Dalam surat tersebut, Trump menegaskan bahwa mulai 1 Agustus 2025, semua produk asal Indonesia akan dikenai tarif tunggal 32%, terpisah dari tarif sektoral lainnya.
“Harap dipahami, ini belum puncaknya,” kata Trump
Dalam suratnya, Trump menyebut tarif 32% tersebut masih lebih rendah dibanding defisit perdagangan AS terhadap Indonesia.
“Jika karena alasan apa pun Anda memutuskan untuk menaikkan tarif Anda, maka, berapa pun angka yang Anda pilih untuk menaikkannya, akan ditambahkan ke 32 persen yang kami kenakan,” tulis Trump, dikutip dari unggahan Truth Social, Kamis (10/7/2025).
Trump juga mengancam akan menaikkan tarif lebih tinggi jika Indonesia mencoba menghindar atau melakukan pembalasan.
Meski begitu, mantan presiden AS yang kembali berkuasa lewat pemilu 2024 itu masih membuka ruang negosiasi dengan catatan: harus saling menguntungkan dan seimbang.
Salah satu syarat utamanya adalah perusahaan Indonesia diminta membuka pabrik di wilayah AS.
Respons Cepat dari Jakarta
Pemerintah Indonesia tidak tinggal diam.

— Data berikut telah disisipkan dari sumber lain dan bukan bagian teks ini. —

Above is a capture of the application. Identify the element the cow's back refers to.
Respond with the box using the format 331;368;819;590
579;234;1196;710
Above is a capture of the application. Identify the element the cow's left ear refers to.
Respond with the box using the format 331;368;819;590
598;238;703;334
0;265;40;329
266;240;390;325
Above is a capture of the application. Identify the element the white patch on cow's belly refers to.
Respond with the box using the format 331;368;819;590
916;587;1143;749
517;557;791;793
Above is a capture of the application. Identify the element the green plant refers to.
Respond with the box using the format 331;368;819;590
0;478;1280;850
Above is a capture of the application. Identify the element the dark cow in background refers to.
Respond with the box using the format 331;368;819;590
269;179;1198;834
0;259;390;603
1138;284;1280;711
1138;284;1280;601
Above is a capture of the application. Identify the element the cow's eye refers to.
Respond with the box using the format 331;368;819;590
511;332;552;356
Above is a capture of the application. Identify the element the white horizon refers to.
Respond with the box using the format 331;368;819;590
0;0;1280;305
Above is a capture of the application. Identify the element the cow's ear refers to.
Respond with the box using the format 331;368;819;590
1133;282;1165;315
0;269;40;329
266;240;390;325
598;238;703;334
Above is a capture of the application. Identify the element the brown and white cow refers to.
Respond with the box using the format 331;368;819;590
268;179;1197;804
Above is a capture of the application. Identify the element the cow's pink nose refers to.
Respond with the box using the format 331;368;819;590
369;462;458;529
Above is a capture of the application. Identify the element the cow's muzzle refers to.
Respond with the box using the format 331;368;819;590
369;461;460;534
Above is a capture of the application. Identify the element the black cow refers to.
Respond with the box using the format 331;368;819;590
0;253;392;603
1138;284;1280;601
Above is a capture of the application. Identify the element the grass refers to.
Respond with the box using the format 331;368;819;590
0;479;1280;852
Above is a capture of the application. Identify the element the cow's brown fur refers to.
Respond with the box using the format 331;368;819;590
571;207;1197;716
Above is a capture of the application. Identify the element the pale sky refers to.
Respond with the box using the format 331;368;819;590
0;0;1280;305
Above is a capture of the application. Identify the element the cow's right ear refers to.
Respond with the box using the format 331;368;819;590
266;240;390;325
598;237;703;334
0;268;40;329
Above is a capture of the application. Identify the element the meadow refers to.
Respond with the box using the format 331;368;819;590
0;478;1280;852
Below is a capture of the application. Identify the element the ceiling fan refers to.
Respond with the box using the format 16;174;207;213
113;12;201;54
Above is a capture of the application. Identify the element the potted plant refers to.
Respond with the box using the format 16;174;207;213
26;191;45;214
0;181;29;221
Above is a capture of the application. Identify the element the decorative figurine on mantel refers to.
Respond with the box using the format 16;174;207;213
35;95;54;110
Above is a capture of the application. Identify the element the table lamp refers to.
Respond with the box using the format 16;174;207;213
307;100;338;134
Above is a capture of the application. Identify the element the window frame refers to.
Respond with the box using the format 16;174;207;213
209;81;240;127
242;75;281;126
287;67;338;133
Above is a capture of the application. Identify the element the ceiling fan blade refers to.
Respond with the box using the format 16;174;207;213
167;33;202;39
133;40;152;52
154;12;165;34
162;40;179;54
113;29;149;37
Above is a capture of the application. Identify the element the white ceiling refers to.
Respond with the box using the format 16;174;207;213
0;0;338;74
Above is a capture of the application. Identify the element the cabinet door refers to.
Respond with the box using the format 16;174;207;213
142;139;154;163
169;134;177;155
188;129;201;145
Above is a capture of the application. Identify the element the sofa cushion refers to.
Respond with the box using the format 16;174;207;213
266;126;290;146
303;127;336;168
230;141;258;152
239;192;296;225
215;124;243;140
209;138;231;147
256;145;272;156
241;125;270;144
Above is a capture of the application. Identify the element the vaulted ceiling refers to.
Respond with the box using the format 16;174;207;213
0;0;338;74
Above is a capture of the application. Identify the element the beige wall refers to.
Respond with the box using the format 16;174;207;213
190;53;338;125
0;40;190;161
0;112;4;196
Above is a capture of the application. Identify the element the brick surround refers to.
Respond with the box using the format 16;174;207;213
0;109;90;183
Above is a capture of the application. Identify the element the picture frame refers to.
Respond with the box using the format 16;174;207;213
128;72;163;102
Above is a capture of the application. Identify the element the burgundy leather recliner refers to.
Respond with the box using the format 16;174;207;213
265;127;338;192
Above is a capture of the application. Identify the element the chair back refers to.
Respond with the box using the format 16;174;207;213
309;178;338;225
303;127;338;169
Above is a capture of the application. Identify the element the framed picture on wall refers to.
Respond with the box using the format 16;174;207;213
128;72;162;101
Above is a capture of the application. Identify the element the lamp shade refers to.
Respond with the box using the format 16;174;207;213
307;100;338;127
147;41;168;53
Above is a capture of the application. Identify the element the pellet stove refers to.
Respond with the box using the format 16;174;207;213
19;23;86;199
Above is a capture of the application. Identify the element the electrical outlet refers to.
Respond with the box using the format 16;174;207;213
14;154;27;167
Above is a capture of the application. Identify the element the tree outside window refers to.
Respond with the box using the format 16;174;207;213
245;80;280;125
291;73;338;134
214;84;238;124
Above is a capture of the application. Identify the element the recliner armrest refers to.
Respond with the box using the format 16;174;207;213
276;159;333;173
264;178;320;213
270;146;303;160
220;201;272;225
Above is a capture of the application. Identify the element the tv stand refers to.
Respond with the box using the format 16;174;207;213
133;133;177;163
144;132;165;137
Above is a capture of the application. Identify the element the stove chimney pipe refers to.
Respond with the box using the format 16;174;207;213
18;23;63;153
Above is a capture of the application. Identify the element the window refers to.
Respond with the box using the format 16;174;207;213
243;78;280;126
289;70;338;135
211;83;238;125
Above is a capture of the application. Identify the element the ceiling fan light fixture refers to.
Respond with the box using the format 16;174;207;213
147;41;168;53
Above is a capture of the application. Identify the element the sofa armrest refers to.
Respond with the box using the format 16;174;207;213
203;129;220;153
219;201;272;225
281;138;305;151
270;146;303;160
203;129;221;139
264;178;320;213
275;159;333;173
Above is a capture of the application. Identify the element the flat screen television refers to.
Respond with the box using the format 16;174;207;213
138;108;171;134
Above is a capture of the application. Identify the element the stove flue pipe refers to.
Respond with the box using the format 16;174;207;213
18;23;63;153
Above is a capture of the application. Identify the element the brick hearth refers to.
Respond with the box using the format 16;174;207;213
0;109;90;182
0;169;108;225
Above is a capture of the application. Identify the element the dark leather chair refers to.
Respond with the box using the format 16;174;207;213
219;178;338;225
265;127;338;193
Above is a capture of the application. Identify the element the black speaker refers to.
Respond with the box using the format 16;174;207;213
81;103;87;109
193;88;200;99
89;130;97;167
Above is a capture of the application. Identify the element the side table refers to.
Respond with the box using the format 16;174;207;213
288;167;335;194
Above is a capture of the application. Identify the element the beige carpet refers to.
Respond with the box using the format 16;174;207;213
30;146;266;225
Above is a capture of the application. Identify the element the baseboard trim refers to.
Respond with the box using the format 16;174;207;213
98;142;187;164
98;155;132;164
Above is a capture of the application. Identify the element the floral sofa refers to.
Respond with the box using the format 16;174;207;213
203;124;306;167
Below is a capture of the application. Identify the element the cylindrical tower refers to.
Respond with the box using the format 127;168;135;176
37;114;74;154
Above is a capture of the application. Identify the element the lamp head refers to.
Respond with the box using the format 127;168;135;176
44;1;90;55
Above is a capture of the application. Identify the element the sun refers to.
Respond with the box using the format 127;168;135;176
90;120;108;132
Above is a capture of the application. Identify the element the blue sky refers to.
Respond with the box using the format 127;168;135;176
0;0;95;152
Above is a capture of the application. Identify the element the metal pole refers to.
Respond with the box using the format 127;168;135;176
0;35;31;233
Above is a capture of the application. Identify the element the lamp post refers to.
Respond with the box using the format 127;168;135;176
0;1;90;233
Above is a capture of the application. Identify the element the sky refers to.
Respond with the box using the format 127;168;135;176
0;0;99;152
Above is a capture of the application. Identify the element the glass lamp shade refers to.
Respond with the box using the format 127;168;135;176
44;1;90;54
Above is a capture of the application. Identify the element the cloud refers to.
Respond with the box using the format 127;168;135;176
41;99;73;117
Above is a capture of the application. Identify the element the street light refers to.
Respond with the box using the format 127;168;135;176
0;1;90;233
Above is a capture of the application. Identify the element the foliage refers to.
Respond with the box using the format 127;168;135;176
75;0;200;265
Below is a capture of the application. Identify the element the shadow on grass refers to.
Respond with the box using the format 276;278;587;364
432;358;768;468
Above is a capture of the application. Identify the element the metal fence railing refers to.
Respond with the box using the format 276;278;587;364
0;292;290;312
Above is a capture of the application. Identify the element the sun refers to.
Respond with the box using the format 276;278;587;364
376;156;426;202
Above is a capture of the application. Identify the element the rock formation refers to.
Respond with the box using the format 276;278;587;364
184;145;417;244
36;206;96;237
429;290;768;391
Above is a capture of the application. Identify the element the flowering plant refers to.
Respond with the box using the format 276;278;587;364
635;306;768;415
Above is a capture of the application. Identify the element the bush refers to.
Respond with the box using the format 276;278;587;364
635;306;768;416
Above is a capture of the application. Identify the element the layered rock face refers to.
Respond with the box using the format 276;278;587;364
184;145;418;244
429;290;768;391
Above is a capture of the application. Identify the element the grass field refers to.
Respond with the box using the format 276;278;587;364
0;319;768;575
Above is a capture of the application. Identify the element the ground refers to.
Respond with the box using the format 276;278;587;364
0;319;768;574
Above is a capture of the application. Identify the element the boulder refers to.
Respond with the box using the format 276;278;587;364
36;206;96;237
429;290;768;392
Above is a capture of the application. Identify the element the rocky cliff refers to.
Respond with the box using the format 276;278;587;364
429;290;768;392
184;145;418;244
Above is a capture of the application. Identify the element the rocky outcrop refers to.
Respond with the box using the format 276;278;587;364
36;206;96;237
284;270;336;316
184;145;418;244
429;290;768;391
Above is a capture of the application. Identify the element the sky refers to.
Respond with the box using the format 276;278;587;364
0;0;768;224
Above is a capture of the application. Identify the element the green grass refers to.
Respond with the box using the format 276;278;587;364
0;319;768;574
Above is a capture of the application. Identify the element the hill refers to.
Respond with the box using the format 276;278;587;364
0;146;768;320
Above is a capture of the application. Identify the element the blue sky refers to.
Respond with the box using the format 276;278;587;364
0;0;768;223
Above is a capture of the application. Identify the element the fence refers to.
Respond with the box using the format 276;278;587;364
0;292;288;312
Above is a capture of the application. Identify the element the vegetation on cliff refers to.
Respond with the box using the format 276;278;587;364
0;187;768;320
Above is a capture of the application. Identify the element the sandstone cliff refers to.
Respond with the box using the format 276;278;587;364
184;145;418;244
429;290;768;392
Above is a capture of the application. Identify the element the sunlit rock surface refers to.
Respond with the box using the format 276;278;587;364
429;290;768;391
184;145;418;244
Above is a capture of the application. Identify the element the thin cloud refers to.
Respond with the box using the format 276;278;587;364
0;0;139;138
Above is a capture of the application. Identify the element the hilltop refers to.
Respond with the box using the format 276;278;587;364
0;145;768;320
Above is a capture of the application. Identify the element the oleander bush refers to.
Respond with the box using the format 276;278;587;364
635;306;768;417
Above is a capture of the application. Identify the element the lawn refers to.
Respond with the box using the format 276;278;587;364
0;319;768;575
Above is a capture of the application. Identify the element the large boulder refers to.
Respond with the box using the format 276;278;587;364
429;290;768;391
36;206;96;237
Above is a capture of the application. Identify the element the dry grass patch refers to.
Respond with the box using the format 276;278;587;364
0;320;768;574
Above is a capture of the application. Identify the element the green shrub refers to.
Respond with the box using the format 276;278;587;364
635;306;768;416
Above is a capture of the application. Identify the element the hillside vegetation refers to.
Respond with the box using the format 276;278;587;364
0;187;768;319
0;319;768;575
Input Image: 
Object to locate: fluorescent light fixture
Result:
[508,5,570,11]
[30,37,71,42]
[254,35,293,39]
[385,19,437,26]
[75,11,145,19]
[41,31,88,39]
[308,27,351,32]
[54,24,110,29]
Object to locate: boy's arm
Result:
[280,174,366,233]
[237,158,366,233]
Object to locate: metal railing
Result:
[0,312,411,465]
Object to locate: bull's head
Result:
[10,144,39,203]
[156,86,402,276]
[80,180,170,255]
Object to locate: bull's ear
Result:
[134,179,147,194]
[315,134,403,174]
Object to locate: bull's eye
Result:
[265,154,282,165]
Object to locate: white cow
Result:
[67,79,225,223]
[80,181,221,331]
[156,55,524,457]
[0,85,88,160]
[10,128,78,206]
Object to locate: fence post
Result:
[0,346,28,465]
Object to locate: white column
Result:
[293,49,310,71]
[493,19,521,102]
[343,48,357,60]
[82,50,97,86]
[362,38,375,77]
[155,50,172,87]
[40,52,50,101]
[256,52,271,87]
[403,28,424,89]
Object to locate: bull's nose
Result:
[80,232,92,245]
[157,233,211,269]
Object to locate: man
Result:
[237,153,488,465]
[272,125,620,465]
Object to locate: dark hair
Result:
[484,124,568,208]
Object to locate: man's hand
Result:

Menteri Sekretaris Negara, Prasetyo Hadi, menyampaikan bahwa tim ekonomi Indonesia saat ini tengah berada di Amerika Serikat, dipimpin langsung oleh Menteri Koordinator Bidang Perekonomian Airlangga Hartarto, untuk melakukan lobi dan negosiasi lanjutan.

“Minta doanya. Tim ekonomi kita sedang berada di Amerika, dipimpin oleh Pak Menko Airlangga, untuk terus melakukan upaya negosiasi. Intinya adalah kita berharap kebijakan Pemerintah AS bisa ditinjau kembali agar menguntungkan perdagangan kita,” ujar Prasetyo kepada wartawan di Kompleks Istana Kepresidenan, Jakarta, Jumat (11/7/2025).
Pemerintah telah mengajukan sejumlah penawaran kepada AS, meski tidak dijelaskan secara rinci isi proposal tersebut.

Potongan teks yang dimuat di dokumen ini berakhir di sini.